Steven: Whoever that is, it took out Brainwave. What do we do?
Jordan: We don’t worry, Steven. I killed one Starman. I can kill another.
Brainwave: What am I thinking?
Henry: Come on, Dad.
Brainwave: Try and guess.
Henry: I hate when you stare at me like this. It’s weird.
Brainwave: Look me in the eyes and tell me what I’m thinking.
Henry: That I have to take the bus? I don’t know.
Larry: My dad used to tell me, ‘You gotta want pain. You gotta make pain your friend.’ You’re making choices for your future self right now, your better self. Your better self is going to thank you for it.
Pat: How long we been doing this?
Larry: Three minutes. Only 57 more to go.
Pat: Stop looking for Brainwave. I’ve got it.
Courtney: We can cover more ground together. You keep checking out the gym. I’ll head to some classrooms.
Pat: Listen to me, Courtney…
Courtney: Meet back at the cookies in 10.
Pat: Hey, hold on a second, you’re not…
Courtney: Stop standing around.
Pat: Hey, stop.
Courtney: Move Patrick.
Pat: Stop telling me what to do.
Courtney: Stop trying to scare me.
Pat: You should be scared, understand me?
Courtney: Well, I can’t be right now. Pat, my whole life I’ve waited for my father to show up, and now I know why he didn’t. Brainwave and the others took him from me, and the staff is giving me a chance to get justice for that, for my dad, for the JSA, for your friends.
Pat: I don’t care that that staff works for you. You’re staying here.
Brainwave: Who are you?
Pat: Who am I? Someone looking for justice.
Courtney: I’m Stargirl, and that’s my sidekick.
Courtney: Come on sidekick. Don’t flake on me now.
Pat: The last time I was a sidekick my partner got killed.
Courtney: Yes, but this time you have a freaking robot. You can do this, Pat. The staff chose me, and I choose you. Stargirl and Stripsey. What about STRIPE? Ooh, like an acronym. Um, Subatomic Tactical Robot Internet Pat Enhancer. Nailed it, yes. That’s cool.
Courtney: Who is he?
Pat: He’s called Brainwave, one of the Justice Society’s enemies. A member of the Injustice Society of America.

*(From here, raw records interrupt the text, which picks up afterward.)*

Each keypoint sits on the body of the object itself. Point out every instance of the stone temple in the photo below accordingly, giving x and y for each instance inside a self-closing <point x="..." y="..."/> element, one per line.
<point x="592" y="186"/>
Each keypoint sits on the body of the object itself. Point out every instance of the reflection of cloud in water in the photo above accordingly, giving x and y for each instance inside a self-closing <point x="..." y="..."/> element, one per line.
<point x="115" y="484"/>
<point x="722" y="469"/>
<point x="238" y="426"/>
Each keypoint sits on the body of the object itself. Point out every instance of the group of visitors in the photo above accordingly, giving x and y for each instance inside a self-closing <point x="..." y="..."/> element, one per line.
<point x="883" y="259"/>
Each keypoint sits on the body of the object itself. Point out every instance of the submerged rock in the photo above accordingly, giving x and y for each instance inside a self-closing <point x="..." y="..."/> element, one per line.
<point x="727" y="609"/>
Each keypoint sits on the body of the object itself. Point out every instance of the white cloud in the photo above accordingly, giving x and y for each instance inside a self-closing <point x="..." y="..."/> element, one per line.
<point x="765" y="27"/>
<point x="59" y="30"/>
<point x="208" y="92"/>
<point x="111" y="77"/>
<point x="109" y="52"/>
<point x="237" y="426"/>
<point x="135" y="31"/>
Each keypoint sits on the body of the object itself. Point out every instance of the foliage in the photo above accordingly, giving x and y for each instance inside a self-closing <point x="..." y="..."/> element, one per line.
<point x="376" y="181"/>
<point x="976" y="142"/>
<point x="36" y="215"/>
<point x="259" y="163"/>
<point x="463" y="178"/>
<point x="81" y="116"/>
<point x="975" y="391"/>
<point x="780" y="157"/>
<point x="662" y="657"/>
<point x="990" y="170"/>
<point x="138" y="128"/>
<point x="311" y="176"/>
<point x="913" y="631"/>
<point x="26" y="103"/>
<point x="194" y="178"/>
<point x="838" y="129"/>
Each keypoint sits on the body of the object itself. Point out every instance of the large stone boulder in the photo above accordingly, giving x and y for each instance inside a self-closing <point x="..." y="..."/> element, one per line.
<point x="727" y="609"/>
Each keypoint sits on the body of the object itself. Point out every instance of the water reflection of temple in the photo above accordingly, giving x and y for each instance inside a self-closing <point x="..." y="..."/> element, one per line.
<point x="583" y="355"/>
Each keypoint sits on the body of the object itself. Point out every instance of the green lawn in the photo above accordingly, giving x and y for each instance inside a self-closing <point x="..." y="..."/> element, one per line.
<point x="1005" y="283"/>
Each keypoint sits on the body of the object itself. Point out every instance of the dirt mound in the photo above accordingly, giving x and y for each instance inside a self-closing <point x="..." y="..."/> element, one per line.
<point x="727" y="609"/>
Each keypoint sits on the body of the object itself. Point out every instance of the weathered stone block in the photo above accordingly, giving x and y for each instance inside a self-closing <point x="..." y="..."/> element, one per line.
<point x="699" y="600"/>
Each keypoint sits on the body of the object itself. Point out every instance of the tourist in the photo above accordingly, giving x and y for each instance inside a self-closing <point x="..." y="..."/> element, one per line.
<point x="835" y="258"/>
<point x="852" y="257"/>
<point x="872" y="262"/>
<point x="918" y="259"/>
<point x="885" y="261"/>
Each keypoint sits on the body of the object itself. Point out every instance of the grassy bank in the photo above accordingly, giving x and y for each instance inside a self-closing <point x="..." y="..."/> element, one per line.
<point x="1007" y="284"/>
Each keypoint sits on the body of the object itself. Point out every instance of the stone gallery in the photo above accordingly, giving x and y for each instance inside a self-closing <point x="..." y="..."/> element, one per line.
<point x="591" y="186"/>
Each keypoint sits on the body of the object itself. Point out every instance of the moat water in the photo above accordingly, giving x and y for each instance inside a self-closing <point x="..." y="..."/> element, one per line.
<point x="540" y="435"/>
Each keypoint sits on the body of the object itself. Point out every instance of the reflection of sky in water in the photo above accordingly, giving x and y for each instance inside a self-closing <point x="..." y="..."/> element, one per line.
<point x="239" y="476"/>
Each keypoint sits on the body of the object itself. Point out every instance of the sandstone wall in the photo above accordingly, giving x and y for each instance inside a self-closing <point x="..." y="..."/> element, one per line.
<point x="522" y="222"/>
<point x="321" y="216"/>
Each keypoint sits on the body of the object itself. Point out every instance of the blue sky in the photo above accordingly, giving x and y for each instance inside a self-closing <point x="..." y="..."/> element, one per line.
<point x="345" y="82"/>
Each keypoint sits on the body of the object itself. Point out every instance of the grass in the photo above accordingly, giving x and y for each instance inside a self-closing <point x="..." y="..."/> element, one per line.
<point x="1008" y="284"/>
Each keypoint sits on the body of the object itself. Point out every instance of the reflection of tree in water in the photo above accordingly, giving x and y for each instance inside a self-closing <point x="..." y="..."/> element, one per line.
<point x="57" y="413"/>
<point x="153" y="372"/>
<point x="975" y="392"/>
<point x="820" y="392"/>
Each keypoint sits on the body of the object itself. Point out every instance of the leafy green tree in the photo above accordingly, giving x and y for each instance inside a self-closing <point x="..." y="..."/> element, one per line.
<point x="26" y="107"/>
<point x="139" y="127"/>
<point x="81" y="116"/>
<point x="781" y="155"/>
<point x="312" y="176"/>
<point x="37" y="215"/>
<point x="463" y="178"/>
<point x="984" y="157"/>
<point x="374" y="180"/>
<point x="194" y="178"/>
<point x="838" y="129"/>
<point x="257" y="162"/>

Courtney: The Injustice Society of America? None of you were good with names, huh Stripsey?
Courtney: Brainwave’s in this town somewhere for whatever reason. So let’s go find him…
Pat: You’re being careless, all right. Brainwave might not be alone, and he saw you.
Courtney: It was dark.
Pat: If he finds out who you are and comes here… I don’t even want to think about it. You know, you might laugh at those red and white stripes that I wore, but people looked at those instead of my face. We had costumes for a reason: to protect our families.
Courtney: Costume, check. I’ll probably need a mask too.
Pat: No, no costumes.
Courtney: No, no, I get it. I totally see your point Pat. Protect the family, superhero rule No. 1.
Pat: Rule No. 1 is I’m doing this without you.
Barbara: Oh my god, what happened?
Courtney: Oh, I fell down the basement stairs.
Pat: Get them while they’re hot. Who’s hungry?
Barbara: What happened to you?
Pat: Oh I, uh, well I tripped down those basement stairs.
Barbara: You both fell down the basement stairs?
Courtney: Yeah, there’s a bad step.
Pat: There’s a couple of bad steps down there.
Mike: Good-bye In-N-Out, good-bye friends, good-bye indoor plumbing.
Pat: It’s Nebraska. It’s not Siberia, Mike.
Mike: I looked this place up on Google Earth. Blue Valley doesn’t have jack.
Pat: It’s got fresh air, it’s got friendly people, it’s got schools without metal detectors. The thing is I need your help with this move, OK. I need you to be positive.
Mike: Positive? I am positive.
Mike: I’m positive this place will blow ass.